The FCC has voted to begin undoing the net neutrality rules that were put in place just two years ago.
In a 2-to-1 decision, the commission voted to open debate on what are essentially two things: first, a proposal to reverse the Title II designation used to enforce tough net neutrality rules on internet providers; and second, the question of whether the FCC ought to impose any kind of net neutrality rules at all.
Today’s vote doesn’t immediately undo the 2015 Open Internet Order. Instead, it kicks off a public commenting period that will last for several months during which companies, interest groups, and advocates can file their thoughts with the FCC.
It’s not clear which, if any, net neutrality rules will survive
When the comment period closes, likely later this year, the commission will then put forward a finalized proposal, theoretically taking into account those comments, and vote to put that into the rulebooks.
At this point in time, it’s hard to envision the commission not overturning Title II by the end of this proceeding. Two of the three people leading the FCC right now were opposed to that classification in the first place, which means the votes are there to make it happen.
Internet providers and FCC chairman Ajit Pai have tried to separate what they’re doing here — updating the regulatory classification of internet providers — from net neutrality. But the reality is that there’s no way for the FCC to enforce tough net neutrality rules without relying on Title II as a legal backing. So in reversing Title II, the FCC is necessarily gutting its net neutrality rules.
Today’s vote also opens up a broad inquiry into what, if any, protections the FCC should add to replace the outgoing net neutrality rules. The commission seems skeptical that any net neutrality rules are needed at all, saying at one point that there is “virtually no quantifiable evidence of consumer harm” to guard against.
“The internet was not broken in 2015,” Pai said today. “We were not living in a digital dystopia.”
“A hollow theory of trickle-down internet economics”
The commission’s lone Democrat, commissioner Mignon Clyburn, strongly disagreed that the FCC should lighten its oversight, saying that going through with this proposal “would deeply damage the ability of the FCC to be a champion of consumers and competition in the 21st century.”
Since taking over the agency, Pai has put an emphasis on expanding broadband access to areas of the US that still don’t have any providers. His hope is that by deregulating internet providers and removing restrictions on business models, like the creation of fast and slow lanes, ISPs will have more incentive to build out their networks and reach new customers.
Clyburn strongly disagreed with that that line of thinking. This proposal, she said, “contains a hollow theory of trickle-down internet economics, suggesting that if we just remove enough regulations from your broadband provider, they will automatically improve your service, pass along discounts from those speculative savings, deploy more infrastructure with haste, and treat edge providers fairly.”
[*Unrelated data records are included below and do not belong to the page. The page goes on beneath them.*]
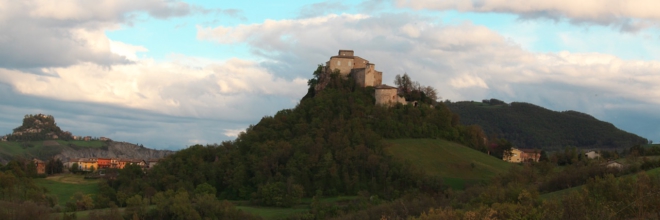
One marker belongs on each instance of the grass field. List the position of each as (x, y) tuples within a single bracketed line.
[(63, 186), (563, 192), (456, 164)]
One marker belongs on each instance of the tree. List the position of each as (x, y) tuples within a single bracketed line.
[(404, 82), (74, 168)]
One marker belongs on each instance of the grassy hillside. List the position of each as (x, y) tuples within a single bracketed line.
[(41, 149), (63, 186), (455, 163), (530, 126)]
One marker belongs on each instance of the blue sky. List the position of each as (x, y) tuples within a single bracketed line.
[(169, 74)]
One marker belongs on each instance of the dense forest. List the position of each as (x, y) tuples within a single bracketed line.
[(530, 126)]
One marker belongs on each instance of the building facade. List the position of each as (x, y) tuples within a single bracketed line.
[(522, 155), (346, 63)]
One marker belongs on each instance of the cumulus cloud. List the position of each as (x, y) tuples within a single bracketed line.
[(183, 86), (463, 61), (623, 14), (41, 34)]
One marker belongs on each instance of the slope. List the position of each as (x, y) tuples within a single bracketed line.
[(530, 126), (455, 163)]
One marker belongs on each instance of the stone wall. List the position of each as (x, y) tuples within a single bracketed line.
[(343, 64), (387, 95)]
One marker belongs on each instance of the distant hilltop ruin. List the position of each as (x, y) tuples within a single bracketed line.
[(365, 75)]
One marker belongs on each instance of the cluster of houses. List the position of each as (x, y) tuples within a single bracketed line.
[(522, 155), (533, 155), (91, 164), (89, 138)]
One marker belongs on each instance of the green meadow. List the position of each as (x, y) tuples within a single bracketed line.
[(63, 186), (458, 165)]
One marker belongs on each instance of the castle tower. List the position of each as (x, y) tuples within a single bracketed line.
[(364, 72)]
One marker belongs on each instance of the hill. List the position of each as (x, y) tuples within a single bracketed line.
[(40, 137), (329, 144), (38, 127), (454, 163), (530, 126)]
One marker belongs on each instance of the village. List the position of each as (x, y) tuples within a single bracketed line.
[(95, 164)]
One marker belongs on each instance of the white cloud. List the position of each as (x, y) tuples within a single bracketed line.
[(467, 81), (183, 87), (42, 34), (627, 15), (453, 58)]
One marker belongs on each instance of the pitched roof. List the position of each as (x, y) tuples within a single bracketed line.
[(383, 86), (529, 151)]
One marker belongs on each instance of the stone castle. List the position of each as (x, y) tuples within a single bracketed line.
[(365, 74)]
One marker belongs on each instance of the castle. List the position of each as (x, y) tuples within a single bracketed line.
[(365, 74)]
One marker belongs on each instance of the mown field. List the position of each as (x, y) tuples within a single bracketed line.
[(63, 186), (41, 149), (458, 165)]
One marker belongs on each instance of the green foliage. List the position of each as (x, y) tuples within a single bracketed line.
[(38, 127), (455, 163), (79, 202), (179, 205), (279, 194), (66, 185), (531, 126)]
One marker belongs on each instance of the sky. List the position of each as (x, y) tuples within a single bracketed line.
[(169, 74)]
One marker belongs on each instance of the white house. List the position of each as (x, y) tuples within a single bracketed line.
[(592, 155)]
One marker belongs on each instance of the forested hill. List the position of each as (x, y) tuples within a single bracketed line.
[(530, 126), (38, 127)]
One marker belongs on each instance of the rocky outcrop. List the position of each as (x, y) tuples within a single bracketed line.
[(113, 150)]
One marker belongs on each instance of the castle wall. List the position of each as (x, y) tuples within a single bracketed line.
[(360, 62), (378, 78), (345, 53), (369, 77), (359, 76), (344, 65)]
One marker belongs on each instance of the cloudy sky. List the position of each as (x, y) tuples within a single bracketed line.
[(169, 74)]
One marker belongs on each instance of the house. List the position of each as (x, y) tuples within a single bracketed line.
[(152, 162), (522, 155), (139, 162), (121, 163), (87, 164), (592, 155), (613, 164), (388, 95), (104, 162), (114, 163), (364, 72), (41, 166), (70, 162)]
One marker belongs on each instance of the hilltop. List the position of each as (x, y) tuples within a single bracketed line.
[(38, 127), (530, 126), (40, 137)]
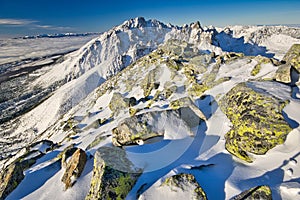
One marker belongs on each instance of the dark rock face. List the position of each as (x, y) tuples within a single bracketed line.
[(259, 192), (10, 179), (258, 123), (113, 174), (74, 168), (183, 181), (283, 74), (152, 124)]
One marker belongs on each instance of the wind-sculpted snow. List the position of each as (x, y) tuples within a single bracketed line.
[(156, 91)]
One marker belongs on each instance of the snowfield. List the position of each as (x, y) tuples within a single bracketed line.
[(118, 61)]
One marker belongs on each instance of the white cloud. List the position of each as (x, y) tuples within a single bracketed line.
[(31, 24), (20, 22), (49, 27)]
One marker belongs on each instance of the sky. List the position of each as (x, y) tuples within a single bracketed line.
[(31, 17)]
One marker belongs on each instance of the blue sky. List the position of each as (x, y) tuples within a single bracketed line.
[(29, 17)]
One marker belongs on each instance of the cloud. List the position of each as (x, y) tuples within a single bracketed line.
[(50, 27), (19, 22), (31, 24)]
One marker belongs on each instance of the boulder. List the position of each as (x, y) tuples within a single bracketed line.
[(137, 128), (114, 175), (117, 103), (180, 186), (257, 121), (10, 178), (259, 192), (74, 168), (283, 74), (292, 57)]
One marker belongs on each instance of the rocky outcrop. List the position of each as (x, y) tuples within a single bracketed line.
[(65, 154), (293, 57), (259, 192), (10, 179), (258, 123), (283, 74), (114, 175), (185, 182), (139, 128), (74, 168)]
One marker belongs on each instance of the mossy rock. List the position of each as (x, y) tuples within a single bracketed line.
[(100, 138), (10, 178), (292, 57), (283, 74), (258, 123), (150, 81), (259, 192), (117, 103), (145, 126), (183, 182), (113, 175)]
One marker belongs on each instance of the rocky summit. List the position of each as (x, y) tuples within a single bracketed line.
[(154, 111)]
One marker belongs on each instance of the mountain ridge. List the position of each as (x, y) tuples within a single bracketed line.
[(159, 88)]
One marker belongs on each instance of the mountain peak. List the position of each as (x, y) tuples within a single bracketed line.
[(141, 22)]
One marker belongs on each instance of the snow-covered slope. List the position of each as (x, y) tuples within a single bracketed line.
[(170, 81)]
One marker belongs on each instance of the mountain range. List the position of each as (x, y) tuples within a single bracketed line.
[(148, 111)]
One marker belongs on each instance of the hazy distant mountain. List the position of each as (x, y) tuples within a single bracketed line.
[(153, 111)]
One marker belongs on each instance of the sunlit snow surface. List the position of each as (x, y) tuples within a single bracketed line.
[(224, 176)]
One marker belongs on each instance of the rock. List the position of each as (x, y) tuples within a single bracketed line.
[(117, 103), (12, 176), (113, 175), (74, 168), (292, 57), (283, 74), (65, 154), (10, 179), (180, 186), (186, 182), (152, 124), (259, 192), (258, 123)]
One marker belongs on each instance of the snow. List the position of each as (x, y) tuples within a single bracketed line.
[(221, 175), (12, 50)]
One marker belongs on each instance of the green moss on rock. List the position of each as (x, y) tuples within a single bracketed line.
[(292, 57), (256, 70), (113, 175), (258, 123), (283, 74)]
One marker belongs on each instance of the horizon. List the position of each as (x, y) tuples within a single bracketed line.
[(19, 18)]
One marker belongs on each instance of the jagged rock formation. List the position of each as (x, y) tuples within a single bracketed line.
[(139, 128), (113, 174), (144, 79), (74, 168), (177, 186), (10, 179), (258, 123)]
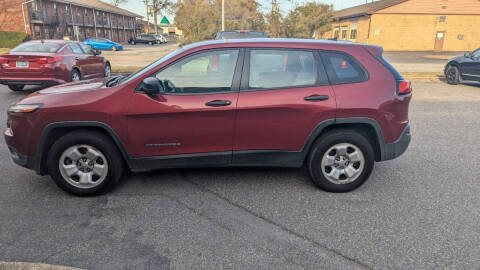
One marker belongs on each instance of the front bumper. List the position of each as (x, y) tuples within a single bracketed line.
[(397, 148), (31, 81), (23, 160)]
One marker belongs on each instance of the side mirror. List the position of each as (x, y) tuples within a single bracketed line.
[(150, 86)]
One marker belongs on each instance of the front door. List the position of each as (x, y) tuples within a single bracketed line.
[(470, 67), (284, 95), (439, 38), (195, 115)]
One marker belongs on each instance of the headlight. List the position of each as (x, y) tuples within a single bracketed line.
[(24, 108)]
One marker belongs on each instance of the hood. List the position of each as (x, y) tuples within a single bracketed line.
[(459, 58), (81, 86)]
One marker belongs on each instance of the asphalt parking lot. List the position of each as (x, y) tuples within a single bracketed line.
[(420, 211)]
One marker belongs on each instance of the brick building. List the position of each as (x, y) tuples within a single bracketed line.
[(76, 19), (411, 25)]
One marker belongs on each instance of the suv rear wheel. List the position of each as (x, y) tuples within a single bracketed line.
[(16, 87), (341, 161), (452, 75), (85, 163)]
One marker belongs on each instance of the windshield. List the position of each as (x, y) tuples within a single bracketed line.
[(237, 35), (150, 67), (37, 47)]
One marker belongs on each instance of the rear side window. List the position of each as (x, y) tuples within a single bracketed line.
[(37, 47), (86, 49), (342, 68), (271, 69), (389, 66), (74, 48)]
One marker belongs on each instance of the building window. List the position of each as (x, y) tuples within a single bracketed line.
[(34, 5), (335, 33), (344, 32), (37, 31), (353, 34)]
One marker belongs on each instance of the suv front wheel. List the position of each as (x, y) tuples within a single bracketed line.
[(341, 160), (85, 163)]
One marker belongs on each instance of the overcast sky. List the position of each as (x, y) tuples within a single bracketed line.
[(138, 7)]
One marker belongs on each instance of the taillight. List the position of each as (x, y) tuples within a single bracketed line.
[(49, 60), (404, 87)]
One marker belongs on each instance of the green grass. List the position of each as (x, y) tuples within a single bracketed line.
[(12, 39)]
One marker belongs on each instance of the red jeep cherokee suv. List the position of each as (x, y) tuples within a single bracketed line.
[(336, 107)]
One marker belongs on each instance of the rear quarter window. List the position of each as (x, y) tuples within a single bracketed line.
[(343, 68)]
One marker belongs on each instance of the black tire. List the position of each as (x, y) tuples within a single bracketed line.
[(75, 72), (107, 71), (452, 75), (324, 144), (16, 87), (97, 140)]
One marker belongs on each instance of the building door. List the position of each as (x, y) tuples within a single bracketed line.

During the meeting, Pai read letters from smaller internet providers claiming they had slowed network expansion because of the Title II regulations. “Consider for a moment why these statements are so important,” Pai said. “These are the very companies that are critical for injecting competition into the broadband marketplace, the very companies that are critical to closing the digital divide.”
Pai said the public would have 90 days to leave comments on the proposal.